O Natal está a chegar. A casa vai ganhando forma com uma indumentária singular. A atmosfera acumula os tons e os aromas que só este tempo traz com genuína autenticidade. Os netos chegaram. Por ora, acabaram as aulas e começou um merecido período de descanso.

Com os miúdos a correrem por toda a casa, constrangidos por uma chuva que impossibilita outras aventuras a céu aberto, tudo parece fazer sentido. Ao fundo, o zunido do mar abençoa este tão esperado quanto sentido (re)encontro familiar. Uma aguarela que se adivinha perfeita.

A sala de estar, palco privilegiado de tantas etapas que a família já enfrentou, dispõe-se a acolher a peça maior marcada para a noite de Consoada. Com as paredes revestidas a granito, a lareira, escurecida pelo rigor de outros Invernos, ameaça ser a atração em redor da qual desaguarão todas as histórias e historietas que assinalarão, qual prova de vida, o vigor daquela união familiar.

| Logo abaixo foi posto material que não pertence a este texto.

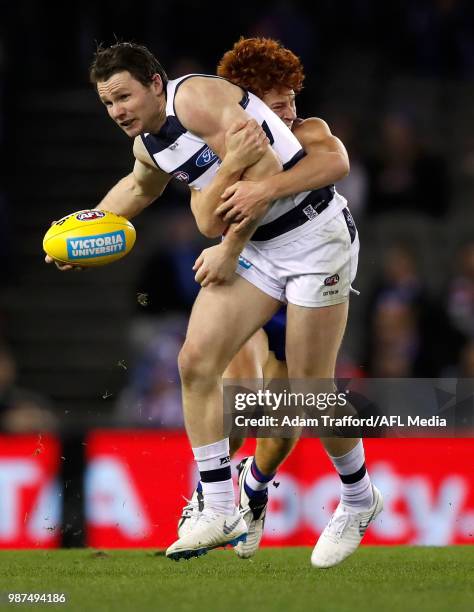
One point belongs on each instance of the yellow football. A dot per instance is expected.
(89, 238)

Depois de a árvore de Natal ter sido erguida e ornamentada por Fernando, o patriarca do clã Moura Bastos que nunca negligencia o presépio com o verde-musgo colhido nas fartas redondezas daquele refúgio, é tempo de Aurora entregar-se à doce tarefa de garantir que nenhum objeto decorativo falhará o momento. Tudo é religiosamente colocado no sítio de sempre porque através cada uma das peças se conta a história da família em suaves legendas, celebrizadas pela memória coletiva de consecutivas gerações. As mantas são dobradas com inigualável saber e o castanho velho da mobília aperalta-se para receber os gloriosos convivas para ali desde sempre convocados.

Abrem-se as portadas e correm-se as cortinas. Apesar da chuva que persiste em encharcar a vidraça, entra uma luz que inunda de vida um espaço nem sempre pejado de brilho.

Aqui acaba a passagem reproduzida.